Given that the potential rates of O₂ consumption by the S. acetivorans population and by two other major groups of bacteria in R. flavipes (lactic acid bacteria and Enterobacteriaceae) each amounted to less than 1% of the O₂ consumption rate observed with extracted guts (see above), an effort was made to identify the component(s) of the hindgut that might account for the remaining 97%. The results of experiments involving placement of R. flavipes on short-term diets intended to eliminate or greatly reduce the total bacterial population and/or the total protozoan population implied that hindgut protozoans, long considered “strict anaerobes,” have the greatest impact on whole-gut O₂ consumption rates (Table 3 and Fig. 8A and B). A reduction in the number of protozoans per gut was highly correlated (r² = 0.95) with whole-gut O₂ consumption rates, whereas a disturbance in the number of bacteria was much less strongly correlated (r² = 0.56). Particularly striking was the effect of antibiotics added to the cellulose diet (Table 3). A 1,000-fold decrease in the number of bacterial CFU (the number of CFU was used as a surrogate for the total number of viable bacteria) was associated with only a 53% decrease in whole-gut O₂ consumption; the latter value was essentially identical to the accompanying decrease in the number of protozoans. Conversely, a diet of starch (compared to wood) supported high numbers of viable bacteria but resulted in a 76% decrease in the number of protozoans and a 57% decrease in whole-gut O₂ consumption. The lowest O₂ consumption rates were observed with guts from termites fed a combination of starch and antibiotics, which after 11 days eliminated nearly all protozoans and bacteria; hence, this activity presumably approximated the respiratory activity of the gut and associated tissues alone. The observed activity (286 pmol · min⁻¹ · gut⁻¹) was a substantial fraction of the theoretical O₂ consumption rate (666 pmol · min⁻¹ · gut⁻¹) required for complete oxidation of acetate produced at a rate of 20 nmol · h⁻¹ · termite⁻¹ (see above) and hence is consistent with the notion that much of the respiratory activity of worker larvae is attributable to the gut and its contents.

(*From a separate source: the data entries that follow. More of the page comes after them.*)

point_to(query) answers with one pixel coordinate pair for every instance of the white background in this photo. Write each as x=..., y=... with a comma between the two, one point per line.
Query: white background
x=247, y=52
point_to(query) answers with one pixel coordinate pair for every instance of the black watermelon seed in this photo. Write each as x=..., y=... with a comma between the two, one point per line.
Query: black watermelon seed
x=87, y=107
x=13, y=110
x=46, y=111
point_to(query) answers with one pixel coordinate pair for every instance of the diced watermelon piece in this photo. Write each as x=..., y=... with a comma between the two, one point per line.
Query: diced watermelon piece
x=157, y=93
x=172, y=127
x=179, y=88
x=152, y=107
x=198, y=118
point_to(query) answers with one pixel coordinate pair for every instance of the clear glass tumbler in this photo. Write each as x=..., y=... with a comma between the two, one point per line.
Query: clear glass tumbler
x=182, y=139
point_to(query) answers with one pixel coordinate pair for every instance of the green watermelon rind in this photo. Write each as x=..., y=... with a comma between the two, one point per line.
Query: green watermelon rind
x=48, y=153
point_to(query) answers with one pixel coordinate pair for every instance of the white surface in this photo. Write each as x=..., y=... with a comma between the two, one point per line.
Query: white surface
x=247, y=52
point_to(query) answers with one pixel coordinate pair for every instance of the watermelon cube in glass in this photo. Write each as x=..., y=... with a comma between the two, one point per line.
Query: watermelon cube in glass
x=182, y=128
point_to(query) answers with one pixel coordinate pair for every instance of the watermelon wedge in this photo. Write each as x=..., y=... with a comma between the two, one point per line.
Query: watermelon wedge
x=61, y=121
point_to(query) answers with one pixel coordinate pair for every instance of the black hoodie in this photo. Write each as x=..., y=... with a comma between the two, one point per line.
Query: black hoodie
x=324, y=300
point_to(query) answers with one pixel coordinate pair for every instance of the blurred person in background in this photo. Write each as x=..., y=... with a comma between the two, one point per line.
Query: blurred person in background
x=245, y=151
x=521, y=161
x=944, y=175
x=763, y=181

The basis for the strong correlation between the whole-gut O₂ consumption rate and the number of protozoans per gut is unknown. The simplest explanation is that the protozoans themselves, with or without the assistance of prokaryotic endo- and ectosymbionts, are major O₂-consuming entities in hindguts and are analogous to certain rumen ciliates that can use O₂ as an electron acceptor, if O₂ is present at relatively low (nontoxic) concentrations (16). In this regard, it is worth noting that hindgut protozoans occupy the bulk of the hindgut volume (6) and can account for as much as one-third the body weight of termites (24). Moreover, complete anoxia does not occur in hindguts (as measured with microelectrodes) until a distance that is about 150 to 250 μm inward from the hindgut wall (8), yet the wall-associated assemblage of prokaryotic microbiota extends only about 10 to 20 μm inward (6, 8) and so cannot be solely responsible for creation of anoxia. Furthermore, some of the protozoans (e.g., Pyrsonympha species) are often seen attached end-on to the hindgut wall (60) and appear to have attachment organelles that enable them to do this (6). Hence, it is not difficult to imagine that a significant amount of terminal electron flow in these eukaryotes involves not only proton reduction to H₂ but also O₂ reduction, thereby contributing to anoxia in the lumen and resulting in continuous partial oxidation of plant polysaccharides to the level of acetate, the main carbon and energy source for the insect. Certainly, the present results must be considered preliminary, as we have almost no understanding of how disruption of one or more members of the hindgut microbiota affects the nature and activity of the members that remain or the effect on physiological processes associated with the gut tissue. However, exploration and resolution of these issues seem to be worthwhile avenues for future research.